Mauritz was the youngest child, the first son in a family of three daughters, and regarded as the future scion, but he knew from a very young age that he was a disappointment to his father. His effeminate mannerisms, his interest in the arts and music, his preference for the company of his sisters instead of other boys – each of these his father saw as the deficits of his masculinity. His ineptitude at football, where he was always hanging off to the side, avoiding the visceral, muscular confrontation of the game, made his father particularly angry.

He demonstrated his anger regularly, marching his son up the stairs to the zolder of the house, where old paint tins and redundant furniture and clothes that had been outgrown were stored. Here his father’s perverse ritual of punishment was to order Mauritz to strip off his shirt, after which he laid about the boy’s bared shoulders and trunk with a barber’s razor strap, beating him into corners, forcing him to shelter behind stacked piles of suitcases. I imagined the welts, flaring red and violet on his immaculate skin. I imagined him cowering, whimpering. I wanted to hold him, to make it good.

Life was frugal in Mauritz’s household. His parents neither drank nor smoked. They visited restaurants only to celebrate birthdays. They did not partake of Eindhoven’s cultural life, limited as it was, but listened instead to classical music concerts on the radio. They shunned magazines and read only the conservative daily, De Telegraaf. The children were not allowed pets.

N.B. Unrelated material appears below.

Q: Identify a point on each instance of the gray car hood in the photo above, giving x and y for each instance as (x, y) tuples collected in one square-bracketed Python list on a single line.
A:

School was little different. Each day would start with a Bible reading, a service and hymns in the school gym. The boys and girls were segregated as they queued to go into class, and they were seated at separate desks. The teachers were disciplinarian, didactic. Much of the study was by rote. As he grew older and passed through the grades, for Mauritz there was some solace to be found in Dutch literature, art and history, and the teachers of these subjects were more empathetic. He spent a lot of time in the local library, where he buried himself in the novels of Jan de Hartog and Harry Mulisch. In the writings of Gerard van het Reve he recognised himself as a boy who might love men. He read secretly in the park across the road from his house, lest his father, who had strong views on the decadence and immorality of modern Dutch literature, find another reason to beat him. He also immersed himself in the history of the Second World War and the Holocaust and occasionally wondered if his father might have been one of those people who had stood by as Dutch Jews were sealed off into ghettos and then transported to the concentration camps.

But it was the history of the Dutch Resistance that resonated most strongly with him. The strike by the workers of Amsterdam against the deportation of the Jews in the streets around Waterlooplein, and the role of the Dutch communists in sabotage against the Nazi occupation he found especially compelling. From there he had gone on to an exploration of left-wing and radical politics, finding in anarchism the answers to his rage and a means to counter what he saw as the petit bourgeois smugness of Dutch society.

At school the wide boys in the playground deemed Mauritz effete, mocking him as a flicker, a homo. They tripped him up in the corridors, pushed him under cold showers in the change room, and even put out their illegal cigarette butts on the skin of his upper arms when they had dragged him behind the bicycle shed. A greasy-haired thug once forced him to his knees and pushed his crotch into his face, shouting, “Suck it, suck it!” while his friends laughed. Mauritz had managed to struggle free. To avoid these confrontations he spent school breaks in the library, but out on the streets when he was cycling home he was easy prey, often toppled from his bicycle, and having to contend with empty cans and beer bottles being hurled at him. He would seek out longer and ever more circuitous routes, circling the industrial plants on the outskirts of Eindhoven, just to get home safely.